He is one of the first Church fathers that I began to read and appreciate. His series of homilies compiled as a little book, - On Marriage and Family Life - are surprisingly applicable to today’s realities. People don’t really change all that much. The kinds of problems that marriages faced in the 4th Century are similar to our own. So even though these were preached way back in the early centuries of the Church, they still speak.
He did not use the term “complementary”, but he certainly lays out what we would call the complementary nature of the husband - wife relationship. He also shows the balance and even equality that married people should seek to live out in their lives.
I spent quite a few years studying both egalitarianism and complementarianism in their Protestant forms. While I still believe that complementarian is the more natural way that men and women interact, especially in marriage and the Church, there is also a strong element of mutuality.

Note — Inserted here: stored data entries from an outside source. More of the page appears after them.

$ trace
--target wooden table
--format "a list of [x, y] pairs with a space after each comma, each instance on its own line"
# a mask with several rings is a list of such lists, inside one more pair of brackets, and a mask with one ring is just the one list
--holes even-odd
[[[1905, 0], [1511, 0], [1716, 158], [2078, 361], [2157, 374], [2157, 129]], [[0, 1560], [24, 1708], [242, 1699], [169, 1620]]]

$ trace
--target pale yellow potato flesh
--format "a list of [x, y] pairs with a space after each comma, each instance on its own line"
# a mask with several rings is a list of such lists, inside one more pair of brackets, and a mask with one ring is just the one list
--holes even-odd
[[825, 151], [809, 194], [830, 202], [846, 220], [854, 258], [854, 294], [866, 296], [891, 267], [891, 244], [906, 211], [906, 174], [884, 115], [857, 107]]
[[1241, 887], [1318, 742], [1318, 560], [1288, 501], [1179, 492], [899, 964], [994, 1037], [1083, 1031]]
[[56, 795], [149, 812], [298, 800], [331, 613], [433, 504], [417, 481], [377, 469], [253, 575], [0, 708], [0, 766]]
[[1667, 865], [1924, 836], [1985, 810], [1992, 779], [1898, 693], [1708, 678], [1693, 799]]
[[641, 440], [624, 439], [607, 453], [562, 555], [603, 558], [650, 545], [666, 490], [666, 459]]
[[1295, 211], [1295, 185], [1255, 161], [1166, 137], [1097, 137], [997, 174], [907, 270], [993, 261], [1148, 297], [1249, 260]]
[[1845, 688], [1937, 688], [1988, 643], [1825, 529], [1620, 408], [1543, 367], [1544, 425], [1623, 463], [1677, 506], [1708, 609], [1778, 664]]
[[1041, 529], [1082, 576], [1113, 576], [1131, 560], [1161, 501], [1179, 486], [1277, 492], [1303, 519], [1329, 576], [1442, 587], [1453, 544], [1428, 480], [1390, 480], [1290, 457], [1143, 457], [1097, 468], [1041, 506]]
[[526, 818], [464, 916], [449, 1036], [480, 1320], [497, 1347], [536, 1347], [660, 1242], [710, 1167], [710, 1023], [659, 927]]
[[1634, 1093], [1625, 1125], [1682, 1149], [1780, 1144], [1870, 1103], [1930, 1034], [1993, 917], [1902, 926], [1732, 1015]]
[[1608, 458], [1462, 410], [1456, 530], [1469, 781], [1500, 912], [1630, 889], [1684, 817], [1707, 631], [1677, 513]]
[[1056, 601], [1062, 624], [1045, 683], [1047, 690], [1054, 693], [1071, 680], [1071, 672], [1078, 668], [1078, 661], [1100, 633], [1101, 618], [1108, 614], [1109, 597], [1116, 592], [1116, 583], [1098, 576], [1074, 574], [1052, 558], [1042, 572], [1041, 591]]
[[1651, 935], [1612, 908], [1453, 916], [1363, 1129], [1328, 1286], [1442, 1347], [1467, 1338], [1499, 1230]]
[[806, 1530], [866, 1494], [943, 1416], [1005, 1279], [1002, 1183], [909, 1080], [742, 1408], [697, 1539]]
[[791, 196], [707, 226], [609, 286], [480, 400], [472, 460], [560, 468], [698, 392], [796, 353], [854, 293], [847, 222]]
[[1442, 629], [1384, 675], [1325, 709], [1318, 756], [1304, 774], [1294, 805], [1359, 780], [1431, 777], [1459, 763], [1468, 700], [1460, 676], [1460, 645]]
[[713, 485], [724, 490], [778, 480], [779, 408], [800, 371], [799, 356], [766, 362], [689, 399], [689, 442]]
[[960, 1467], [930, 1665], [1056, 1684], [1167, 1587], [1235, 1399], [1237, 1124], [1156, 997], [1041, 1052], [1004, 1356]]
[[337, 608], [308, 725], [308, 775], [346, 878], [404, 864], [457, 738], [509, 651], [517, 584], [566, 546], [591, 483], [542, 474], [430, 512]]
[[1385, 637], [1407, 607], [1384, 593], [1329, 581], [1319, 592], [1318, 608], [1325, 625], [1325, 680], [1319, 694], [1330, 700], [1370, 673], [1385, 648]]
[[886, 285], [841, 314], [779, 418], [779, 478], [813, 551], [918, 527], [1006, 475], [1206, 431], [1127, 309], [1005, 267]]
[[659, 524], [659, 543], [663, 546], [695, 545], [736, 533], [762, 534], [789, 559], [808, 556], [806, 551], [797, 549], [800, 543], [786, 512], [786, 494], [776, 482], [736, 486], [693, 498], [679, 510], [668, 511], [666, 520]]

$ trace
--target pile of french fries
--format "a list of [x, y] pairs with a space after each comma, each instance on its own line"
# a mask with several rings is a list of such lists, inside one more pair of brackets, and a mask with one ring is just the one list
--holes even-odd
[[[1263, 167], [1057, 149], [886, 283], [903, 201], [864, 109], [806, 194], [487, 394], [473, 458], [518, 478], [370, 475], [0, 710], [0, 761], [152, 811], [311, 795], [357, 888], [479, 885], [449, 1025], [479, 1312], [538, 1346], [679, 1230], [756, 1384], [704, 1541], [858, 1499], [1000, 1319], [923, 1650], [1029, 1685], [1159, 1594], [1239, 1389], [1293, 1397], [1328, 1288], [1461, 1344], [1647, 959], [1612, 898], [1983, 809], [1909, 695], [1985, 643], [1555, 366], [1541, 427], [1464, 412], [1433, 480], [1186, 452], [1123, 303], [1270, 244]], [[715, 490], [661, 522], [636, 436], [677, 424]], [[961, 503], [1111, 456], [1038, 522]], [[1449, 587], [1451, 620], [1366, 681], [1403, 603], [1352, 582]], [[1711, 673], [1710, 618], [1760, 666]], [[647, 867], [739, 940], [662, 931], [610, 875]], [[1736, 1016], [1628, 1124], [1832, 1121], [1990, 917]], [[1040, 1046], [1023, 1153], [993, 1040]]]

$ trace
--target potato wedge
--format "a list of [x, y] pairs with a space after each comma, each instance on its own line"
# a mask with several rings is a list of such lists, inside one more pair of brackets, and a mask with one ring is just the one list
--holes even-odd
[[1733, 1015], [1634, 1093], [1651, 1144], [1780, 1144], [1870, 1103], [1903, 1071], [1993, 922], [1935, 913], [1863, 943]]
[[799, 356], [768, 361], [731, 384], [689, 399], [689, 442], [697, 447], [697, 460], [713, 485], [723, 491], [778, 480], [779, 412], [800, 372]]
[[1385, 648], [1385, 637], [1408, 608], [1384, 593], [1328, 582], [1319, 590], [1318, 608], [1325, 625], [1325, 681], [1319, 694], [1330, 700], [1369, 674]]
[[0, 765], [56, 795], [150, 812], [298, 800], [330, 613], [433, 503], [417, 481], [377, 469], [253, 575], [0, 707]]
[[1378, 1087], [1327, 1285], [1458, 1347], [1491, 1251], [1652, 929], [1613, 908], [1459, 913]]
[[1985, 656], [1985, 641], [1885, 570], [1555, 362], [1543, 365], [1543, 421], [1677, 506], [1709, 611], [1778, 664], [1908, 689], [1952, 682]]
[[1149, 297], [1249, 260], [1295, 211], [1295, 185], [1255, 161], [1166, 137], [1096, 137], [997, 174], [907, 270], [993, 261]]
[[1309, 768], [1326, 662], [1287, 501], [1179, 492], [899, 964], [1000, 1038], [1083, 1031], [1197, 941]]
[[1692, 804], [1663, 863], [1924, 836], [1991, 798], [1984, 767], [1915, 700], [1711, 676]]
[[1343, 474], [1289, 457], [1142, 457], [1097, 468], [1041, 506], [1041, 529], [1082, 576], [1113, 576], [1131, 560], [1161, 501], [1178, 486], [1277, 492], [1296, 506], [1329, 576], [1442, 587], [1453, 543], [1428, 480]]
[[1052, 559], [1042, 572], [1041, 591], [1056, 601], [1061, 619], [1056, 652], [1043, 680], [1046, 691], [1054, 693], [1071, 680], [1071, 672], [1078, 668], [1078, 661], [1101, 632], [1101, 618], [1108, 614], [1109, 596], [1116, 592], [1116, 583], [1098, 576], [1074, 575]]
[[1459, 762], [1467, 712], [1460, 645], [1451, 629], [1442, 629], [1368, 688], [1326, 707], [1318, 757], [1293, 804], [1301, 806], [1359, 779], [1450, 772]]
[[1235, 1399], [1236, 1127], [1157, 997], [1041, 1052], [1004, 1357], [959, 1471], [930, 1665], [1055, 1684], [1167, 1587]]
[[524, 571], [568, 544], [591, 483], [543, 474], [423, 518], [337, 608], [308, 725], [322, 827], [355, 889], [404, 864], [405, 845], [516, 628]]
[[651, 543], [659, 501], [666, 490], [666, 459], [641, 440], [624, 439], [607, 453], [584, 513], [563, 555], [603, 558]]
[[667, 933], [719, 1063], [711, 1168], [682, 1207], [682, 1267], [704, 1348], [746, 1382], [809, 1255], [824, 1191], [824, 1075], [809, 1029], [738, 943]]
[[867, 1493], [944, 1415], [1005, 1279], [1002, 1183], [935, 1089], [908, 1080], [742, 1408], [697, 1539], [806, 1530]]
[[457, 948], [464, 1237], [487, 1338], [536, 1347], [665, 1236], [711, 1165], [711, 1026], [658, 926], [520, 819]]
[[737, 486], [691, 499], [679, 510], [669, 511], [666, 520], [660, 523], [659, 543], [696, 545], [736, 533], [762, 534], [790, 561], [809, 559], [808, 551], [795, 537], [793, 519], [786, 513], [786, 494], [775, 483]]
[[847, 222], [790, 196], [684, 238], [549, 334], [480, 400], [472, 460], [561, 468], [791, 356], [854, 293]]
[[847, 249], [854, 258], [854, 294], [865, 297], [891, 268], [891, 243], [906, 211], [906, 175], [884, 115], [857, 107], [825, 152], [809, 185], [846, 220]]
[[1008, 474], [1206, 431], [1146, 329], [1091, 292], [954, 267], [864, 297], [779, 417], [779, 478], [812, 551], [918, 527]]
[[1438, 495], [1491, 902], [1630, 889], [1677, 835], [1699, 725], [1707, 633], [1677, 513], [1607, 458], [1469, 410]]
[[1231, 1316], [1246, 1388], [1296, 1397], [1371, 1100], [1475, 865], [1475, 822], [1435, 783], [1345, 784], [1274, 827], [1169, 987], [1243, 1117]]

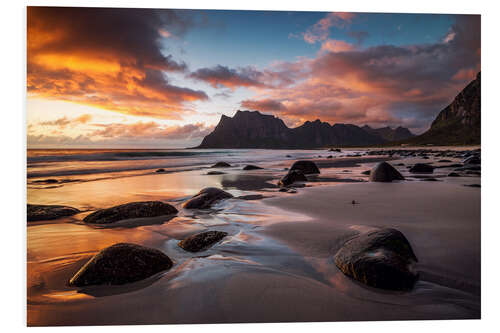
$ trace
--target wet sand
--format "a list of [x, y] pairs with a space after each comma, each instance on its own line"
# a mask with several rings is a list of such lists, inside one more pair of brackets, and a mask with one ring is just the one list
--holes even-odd
[[[28, 189], [29, 202], [87, 210], [28, 225], [28, 324], [479, 318], [480, 189], [463, 185], [480, 183], [480, 177], [445, 177], [450, 170], [443, 168], [432, 175], [439, 181], [423, 182], [406, 169], [421, 159], [393, 158], [394, 165], [405, 163], [398, 169], [407, 181], [367, 182], [361, 172], [384, 159], [391, 158], [315, 159], [321, 177], [297, 187], [296, 194], [276, 188], [293, 160], [262, 163], [266, 169], [255, 171], [237, 165], [222, 170], [224, 175], [201, 169]], [[437, 160], [425, 162], [439, 165]], [[183, 200], [206, 186], [263, 198], [183, 210]], [[104, 229], [81, 222], [97, 208], [143, 199], [169, 202], [179, 214]], [[397, 228], [412, 244], [420, 272], [412, 291], [364, 286], [333, 263], [345, 240], [374, 226]], [[229, 236], [197, 254], [177, 246], [205, 230]], [[157, 248], [174, 267], [124, 286], [67, 286], [93, 254], [117, 242]]]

It seems to me that Chrysostom understood both complementarity and mutuality in a way that few have. Why was that? Well, he was good friends with a woman named Olympias, who is also a saint. Read a short biographical sketch of this amazing woman at the website, Saints and Angels, St. Olympias.
In a way, she was more than a close friend. She was his mentor in matters of marriage and family life.
The fine translation of On Marriage and Family Life is done by Catherine P. Roth and David Anderson. The introduction to the homilies with some historical and linguistic background is almost worth the price of the book.
The epithet Χρυσόστομος (Chrysostomos, anglicized as Chrysostom) means "golden-mouthed" in Greek and denotes his celebrated eloquence.[2][7]
That is a quote from the Wikkepedia article about St. John Chrysostom.
You will be happy if you read some of his homilies. They will help you get in touch with the Church through the ages. Yes, she has to adapt and grow, but always in the same direction - towards the Beatific Vision.
The Christian Classics Etherial Library has many entries for his works. Browse and be happy!